A verdade de Moro está em seus gestos durante a reunião e também nos do presidente. O olhar fulminante para o ministro, acima mencionado, foi o mais contundente destes sinais corporais, mas há outros. Bolsonaro parece incomodado toda vez que algum ministro menciona Moro ou o Ministério da Justiça e Segurança Pública de maneira elogiosa.
Em seu aparte, Pedro Guimarães, presidente da Caixa Econômica Federal, agradece Moro por ter editado uma portaria permitindo que os guardas das agências bancárias possam ficar do lado de fora dos estabelecimentos para ajudar a organizar as filas dos beneficiários do Auxílio Emergencial. "O ministro Moro, em um dia, resolveu um problema muito importante; muito obrigado, ministro", disse Guimarães.

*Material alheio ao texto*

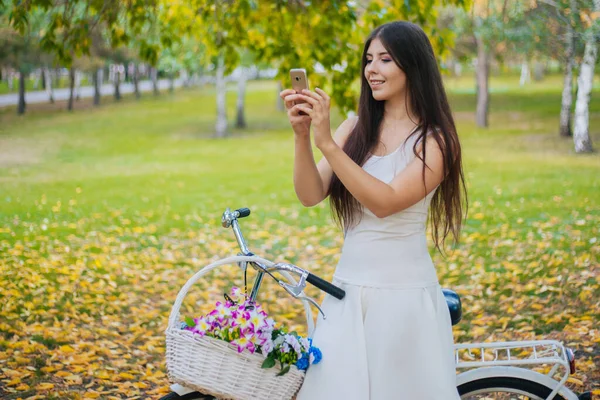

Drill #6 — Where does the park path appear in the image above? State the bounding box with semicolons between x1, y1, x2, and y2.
0;79;183;107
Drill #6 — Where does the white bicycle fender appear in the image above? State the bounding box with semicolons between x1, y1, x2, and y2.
456;366;579;400
171;383;195;396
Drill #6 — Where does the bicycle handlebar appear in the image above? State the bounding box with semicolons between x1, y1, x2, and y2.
306;272;346;300
221;208;346;300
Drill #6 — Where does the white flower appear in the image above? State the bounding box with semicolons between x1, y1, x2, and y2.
261;340;274;358
273;335;285;346
300;338;310;351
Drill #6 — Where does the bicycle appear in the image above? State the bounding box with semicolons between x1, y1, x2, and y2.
160;208;592;400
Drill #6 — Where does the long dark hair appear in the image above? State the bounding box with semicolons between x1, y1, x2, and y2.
329;21;467;251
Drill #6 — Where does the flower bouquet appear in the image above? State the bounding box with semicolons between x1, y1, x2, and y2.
167;287;322;400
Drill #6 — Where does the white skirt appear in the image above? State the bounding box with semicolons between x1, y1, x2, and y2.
297;279;460;400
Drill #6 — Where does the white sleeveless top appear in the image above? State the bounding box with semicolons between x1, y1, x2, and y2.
334;134;438;288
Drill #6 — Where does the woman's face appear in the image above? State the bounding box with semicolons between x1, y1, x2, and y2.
365;38;406;101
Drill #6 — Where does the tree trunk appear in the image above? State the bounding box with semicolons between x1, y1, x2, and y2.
75;70;81;101
42;67;54;103
6;72;14;92
181;69;191;88
115;66;121;101
17;71;26;115
133;63;141;99
67;67;75;111
519;60;531;86
215;54;227;138
559;10;575;137
94;68;104;106
235;67;248;128
150;67;160;96
573;23;600;153
33;69;42;90
533;61;545;82
475;38;490;128
277;80;285;112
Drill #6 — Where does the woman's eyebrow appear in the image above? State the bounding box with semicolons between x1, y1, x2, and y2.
367;51;390;57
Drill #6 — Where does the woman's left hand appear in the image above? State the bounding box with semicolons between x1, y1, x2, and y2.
296;88;335;148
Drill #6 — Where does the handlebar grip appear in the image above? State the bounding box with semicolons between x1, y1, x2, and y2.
235;207;250;218
306;272;346;300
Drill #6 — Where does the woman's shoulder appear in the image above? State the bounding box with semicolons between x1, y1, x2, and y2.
333;116;358;146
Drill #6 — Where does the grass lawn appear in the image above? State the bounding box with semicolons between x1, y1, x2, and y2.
0;77;600;399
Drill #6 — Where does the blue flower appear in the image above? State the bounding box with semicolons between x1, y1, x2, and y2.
296;353;308;371
308;346;323;364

Moro, então, aproveita a deixa para dar uma alfinetada em Bolsonaro: "Só um registro aí: até foi fácil de resolver. Foi a Polícia Federal que resolveu." Ato contínuo, Bolsonaro olha para Braga Netto, escreve algo em uma folha de papel e mostra ao titular da Casa Civil. Braga Netto sorri, concorda com a cabeça e olha para Moro. Em seguida, Bolsonaro rasura o bilhete. Ao final da reunião, dobra o papel e guarda no bolso do paletó.
Provavelmente, nunca saberemos que comentário o presidente fez, por escrito, a Braga Netto depois que Moro, cheio de despeito, reforçou o bom trabalho feito pela direção da PF que Bolsonaro queria tanto trocar.
De fato, pouco importa saber o conteúdo do bilhete misterioso — seria, quando muito, uma confirmação anedótica do que já se sabe, pois está mais do que evidente que o vídeo da reunião e tudo o que aconteceu antes e depois dela confirmam a versão de Moro sobre as circunstâncias de sua demissão.